Welcome to our dedicated page for Gildan Activewr SEC filings (Ticker: GIL), a comprehensive resource for investors and traders seeking official regulatory documents including 10-K annual reports, 10-Q quarterly earnings, 8-K material events, and insider trading forms.
The Gildan Activewear Inc. (GIL) SEC filings page brings together the company’s regulatory disclosures as a foreign private issuer listed on the New York Stock Exchange. Gildan files annual information on Form 40‑F and submits interim and transaction-related information on Form 6‑K under the Securities Exchange Act of 1934.
Recent Form 6‑K submissions referenced in the available data include management’s discussion and analysis, interim financial statements, and CEO and CFO certifications of interim filings. These documents provide detail on Gildan’s net sales, category performance in Activewear and Hosiery and underwear, gross margins, operating income, leverage metrics and capital allocation activities, as well as narrative commentary on its Gildan Sustainable Growth (GSG) strategy and demand conditions across markets.
Filings also cover transaction-related information. Gildan has used Form 6‑K to furnish materials incorporated by reference into a Registration Statement on Form F‑4/A and a related proxy statement/prospectus in connection with its acquisition of HanesBrands Inc., and to submit a Business Acquisition Report following completion of that transaction. These documents outline the structure of the combination, pro forma financial information and other details relevant to the enlarged basic apparel business.
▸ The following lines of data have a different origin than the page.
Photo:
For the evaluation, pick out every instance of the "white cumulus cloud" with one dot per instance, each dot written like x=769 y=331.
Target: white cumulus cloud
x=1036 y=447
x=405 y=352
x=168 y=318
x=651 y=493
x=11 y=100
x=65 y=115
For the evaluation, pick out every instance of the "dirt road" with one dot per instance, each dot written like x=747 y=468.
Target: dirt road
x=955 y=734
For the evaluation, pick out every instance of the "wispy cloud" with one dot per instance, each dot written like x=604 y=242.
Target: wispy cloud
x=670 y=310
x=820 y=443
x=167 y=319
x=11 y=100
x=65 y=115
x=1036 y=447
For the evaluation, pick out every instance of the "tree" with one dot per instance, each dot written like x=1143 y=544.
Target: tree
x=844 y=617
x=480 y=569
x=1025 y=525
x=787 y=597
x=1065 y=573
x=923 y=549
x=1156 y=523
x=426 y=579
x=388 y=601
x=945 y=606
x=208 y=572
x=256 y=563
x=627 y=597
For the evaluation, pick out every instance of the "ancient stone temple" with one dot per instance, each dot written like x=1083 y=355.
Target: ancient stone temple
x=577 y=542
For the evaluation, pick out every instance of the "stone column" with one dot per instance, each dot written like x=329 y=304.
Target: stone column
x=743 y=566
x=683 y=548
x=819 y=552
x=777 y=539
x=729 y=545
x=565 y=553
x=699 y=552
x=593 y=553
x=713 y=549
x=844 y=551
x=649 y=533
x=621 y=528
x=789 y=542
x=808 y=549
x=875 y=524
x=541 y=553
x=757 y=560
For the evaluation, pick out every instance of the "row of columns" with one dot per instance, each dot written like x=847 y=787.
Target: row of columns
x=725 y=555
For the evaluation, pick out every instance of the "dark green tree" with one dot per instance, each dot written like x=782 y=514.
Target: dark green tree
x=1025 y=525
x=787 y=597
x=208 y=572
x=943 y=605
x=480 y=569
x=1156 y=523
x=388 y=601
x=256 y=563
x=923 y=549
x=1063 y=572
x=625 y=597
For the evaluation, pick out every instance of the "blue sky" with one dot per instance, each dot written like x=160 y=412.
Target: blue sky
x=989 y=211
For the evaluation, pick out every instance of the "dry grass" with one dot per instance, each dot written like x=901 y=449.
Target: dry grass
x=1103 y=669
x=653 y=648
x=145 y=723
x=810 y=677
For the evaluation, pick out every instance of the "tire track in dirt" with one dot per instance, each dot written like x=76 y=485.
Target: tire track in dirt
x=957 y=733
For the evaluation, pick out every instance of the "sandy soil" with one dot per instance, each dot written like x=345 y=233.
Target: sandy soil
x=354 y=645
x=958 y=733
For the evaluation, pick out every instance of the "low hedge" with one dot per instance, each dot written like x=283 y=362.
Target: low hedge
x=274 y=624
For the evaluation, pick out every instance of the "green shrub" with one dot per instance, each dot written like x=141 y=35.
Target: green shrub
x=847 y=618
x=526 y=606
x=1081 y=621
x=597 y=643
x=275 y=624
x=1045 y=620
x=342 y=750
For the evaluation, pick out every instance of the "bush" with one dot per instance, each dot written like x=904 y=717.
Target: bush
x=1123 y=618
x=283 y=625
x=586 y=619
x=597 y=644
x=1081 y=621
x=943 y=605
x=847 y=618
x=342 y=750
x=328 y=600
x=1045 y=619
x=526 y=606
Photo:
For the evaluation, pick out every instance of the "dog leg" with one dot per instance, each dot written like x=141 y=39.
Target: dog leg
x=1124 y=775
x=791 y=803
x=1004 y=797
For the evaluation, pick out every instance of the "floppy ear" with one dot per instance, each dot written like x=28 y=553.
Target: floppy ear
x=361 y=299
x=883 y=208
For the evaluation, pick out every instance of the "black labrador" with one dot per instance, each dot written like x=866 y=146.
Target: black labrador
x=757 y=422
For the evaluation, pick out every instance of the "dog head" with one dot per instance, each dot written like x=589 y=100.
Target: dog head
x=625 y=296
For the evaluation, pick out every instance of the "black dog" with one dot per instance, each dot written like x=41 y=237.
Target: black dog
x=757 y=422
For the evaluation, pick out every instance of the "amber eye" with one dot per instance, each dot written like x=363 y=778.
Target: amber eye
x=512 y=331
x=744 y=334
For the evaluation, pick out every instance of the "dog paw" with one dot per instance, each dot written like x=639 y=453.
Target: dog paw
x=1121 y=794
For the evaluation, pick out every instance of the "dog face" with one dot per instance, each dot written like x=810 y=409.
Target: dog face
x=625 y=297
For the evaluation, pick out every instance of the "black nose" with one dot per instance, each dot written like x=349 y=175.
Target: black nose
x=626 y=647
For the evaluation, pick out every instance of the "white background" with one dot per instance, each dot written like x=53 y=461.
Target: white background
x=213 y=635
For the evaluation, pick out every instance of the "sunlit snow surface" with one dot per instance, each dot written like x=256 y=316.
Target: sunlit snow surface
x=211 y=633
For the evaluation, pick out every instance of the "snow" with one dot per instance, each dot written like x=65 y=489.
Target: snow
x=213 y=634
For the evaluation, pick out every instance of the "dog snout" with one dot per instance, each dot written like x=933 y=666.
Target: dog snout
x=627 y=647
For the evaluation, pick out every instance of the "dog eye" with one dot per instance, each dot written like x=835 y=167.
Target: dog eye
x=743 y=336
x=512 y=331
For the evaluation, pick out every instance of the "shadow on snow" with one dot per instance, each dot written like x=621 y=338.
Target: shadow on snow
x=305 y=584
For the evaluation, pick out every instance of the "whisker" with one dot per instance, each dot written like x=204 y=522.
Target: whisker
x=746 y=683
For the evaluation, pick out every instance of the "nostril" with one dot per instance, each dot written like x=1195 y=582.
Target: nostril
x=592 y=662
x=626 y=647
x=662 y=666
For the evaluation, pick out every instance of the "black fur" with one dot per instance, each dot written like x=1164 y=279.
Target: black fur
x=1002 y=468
On this page, users can review Gildan’s Forms 6‑K and 40‑F as they are made available through EDGAR. Stock Titan’s platform adds AI-powered summaries that explain key points from lengthy filings, helping readers quickly understand revenue drivers, margin trends, leverage, and major transactions such as the HanesBrands acquisition without having to parse every technical section.
Gildan Activewear Inc. has filed a Rule 144 notice covering the planned sale of 1,322 shares of its common stock through broker Solium Capital ULC on or about December 9, 2025 on the NYSE.
The filing lists an aggregate market value of $76,252.96 for these shares, compared with 149,230,000 common shares outstanding. The securities were acquired from Gildan Activewear Inc. through vesting of long-term incentive plan (LTIP) awards and purchases under the Employee Share Purchase Plan on September 21, 2025 and November 20, 2025, in each case without cash payment at acquisition because they arose from share vesting or the share purchase plan.
Gildan Activewear Inc. insider plans a small share sale under Rule 144. A holder intends to sell 1,189 shares of Gildan common stock through broker Solium Capital ULC on or around 12/03/2025 on the NYSE, with an aggregate market value of $94,950.59. The filing notes that 151,200,128 shares of Gildan common stock were outstanding. These shares were acquired on 11/20/2025 through vesting of deferral awards, with no cash payment since they were received via equity vesting.
Gildan Activewear Inc. (GIL): Schedule 13G/A (Amendment No. 2) filed by Janus Henderson Group plc reports beneficial ownership of 10,496,878 common shares, representing 7.0% of the class as of 09/30/2025. The filer reports shared voting power: 10,496,878 and shared dispositive power: 10,496,878, with no sole voting or dispositive power.
The filing notes that subsidiary JHIUS may be deemed the beneficial owner of 10,310,677 shares (stated at 7.0%). The certification states the securities were acquired and are held in the ordinary course of business and not for the purpose of changing or influencing control. The report is signed by Kristin Mariani, Head of North America Compliance, CCO.
Gildan Activewear Inc. filed a Form 6-K as a foreign private issuer that is incorporated into its existing Form F-4/A registration statement and related proxy statement/prospectus. This filing primarily makes available unaudited pro forma condensed consolidated financial information, management’s discussion and analysis, interim financial statements, and CEO and CFO certifications of the interim filings. These materials are provided as exhibits and are treated as filed for U.S. securities law purposes, supporting disclosure for the company’s previously filed Form F-4/A.